Show `n^5-n` is divisible by 30 `(30|n^5-n)` for all `ninZZ` (N an integer)

`n^5-n=n(n^4-1)`

`=n(n^2-1)(n^2+1)`

`=n(n+1)(n-1)(n^2+1)`

(1) It is clear that every number of the form `n(n+1)(n-1)(n^2+1)` is even since either `n,n+1` are even.

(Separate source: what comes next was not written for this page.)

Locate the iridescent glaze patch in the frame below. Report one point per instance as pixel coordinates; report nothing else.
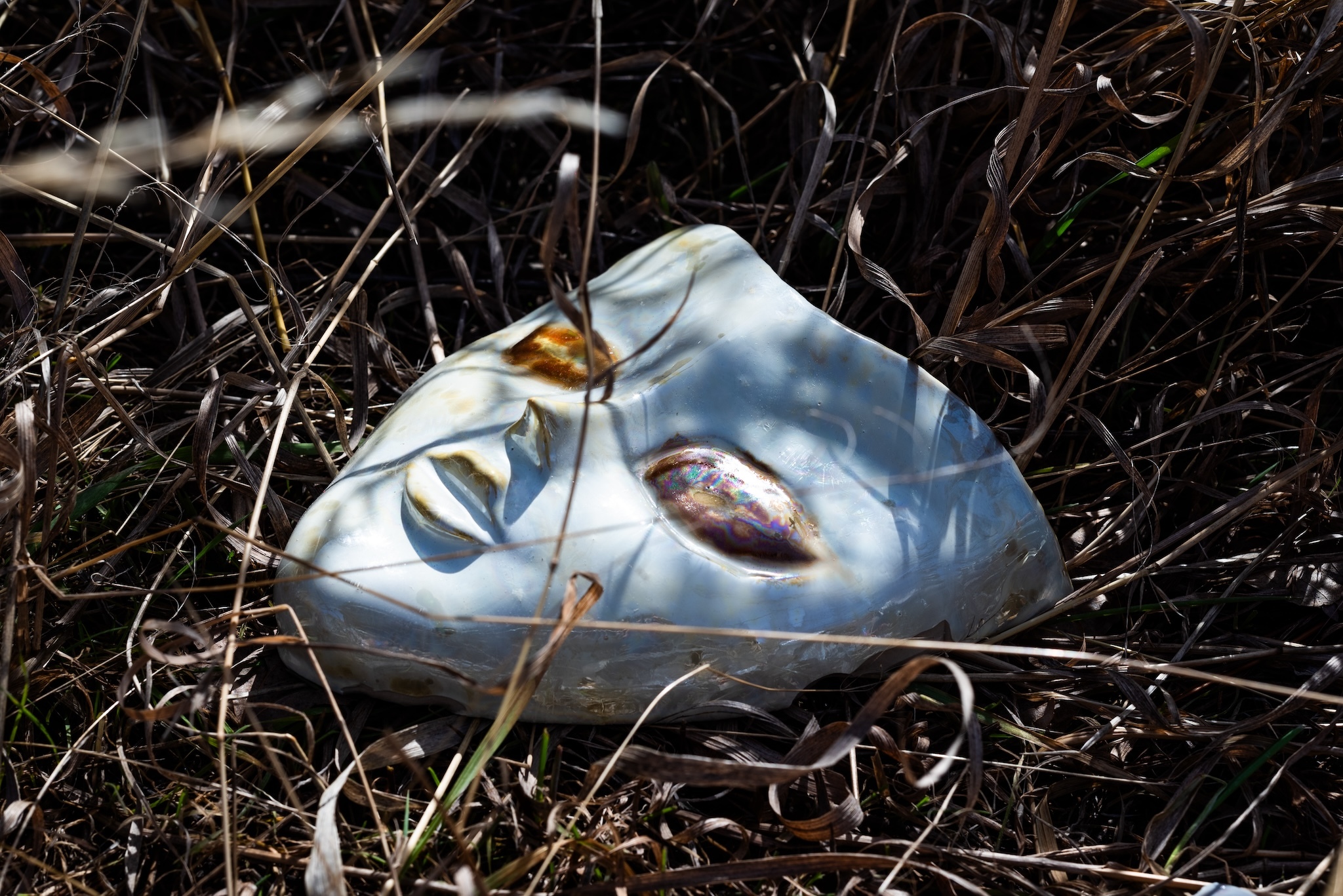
(556, 354)
(732, 504)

Thus the number is divisible by 2.

(2) Also, a number of the form `n(n+1)(n-1)(n^2+1)` is divisible by 3 since one of `n-1,n,n+1` is a multiple of 3.

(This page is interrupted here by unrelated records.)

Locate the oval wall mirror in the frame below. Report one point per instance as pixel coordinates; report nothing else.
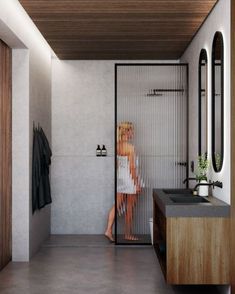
(217, 101)
(202, 103)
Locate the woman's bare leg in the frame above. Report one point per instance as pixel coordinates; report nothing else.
(111, 216)
(131, 201)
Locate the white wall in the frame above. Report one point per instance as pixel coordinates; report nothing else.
(218, 20)
(31, 102)
(82, 117)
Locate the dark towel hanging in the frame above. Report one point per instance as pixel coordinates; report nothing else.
(41, 191)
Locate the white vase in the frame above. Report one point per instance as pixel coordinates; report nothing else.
(203, 190)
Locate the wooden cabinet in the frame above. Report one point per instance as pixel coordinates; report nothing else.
(192, 250)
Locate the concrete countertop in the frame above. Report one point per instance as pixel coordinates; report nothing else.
(216, 207)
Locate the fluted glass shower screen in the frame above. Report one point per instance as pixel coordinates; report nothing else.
(151, 142)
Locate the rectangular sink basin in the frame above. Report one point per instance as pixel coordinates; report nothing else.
(189, 199)
(177, 191)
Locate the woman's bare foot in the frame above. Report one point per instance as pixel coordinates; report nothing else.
(131, 238)
(109, 236)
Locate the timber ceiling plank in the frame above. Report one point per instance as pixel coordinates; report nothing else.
(117, 29)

(3) If the number is also a multiple of 5 then we are done.

Now every number is either a multiple of 5, 1 more than a multiple of 5, 2more, 3 more, or 4 more than a multiple of 5. Consider the cases:

- If n is a multiple of 5 then `n(n-1)(n+1)(n^2+1)` is also.

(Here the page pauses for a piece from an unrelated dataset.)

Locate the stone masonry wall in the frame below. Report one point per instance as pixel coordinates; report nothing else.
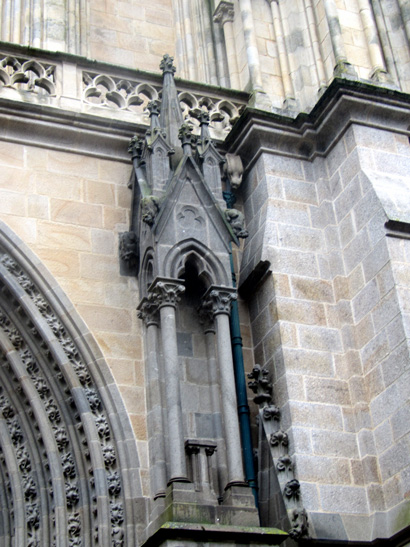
(329, 324)
(132, 33)
(69, 210)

- If n is 1 more than a multiple of 5 then n-1 is a multiple of 5 and the product is also.

-If n is 2 more than a multiple of 5 then `n^2+1` is a multiple of 5.

-If n is 3 more than a multiple of 5 then `n^2+1` is a multiple of 5.

- If n is 4 more than a multiple of 5, then n+1 is a multiple of 5.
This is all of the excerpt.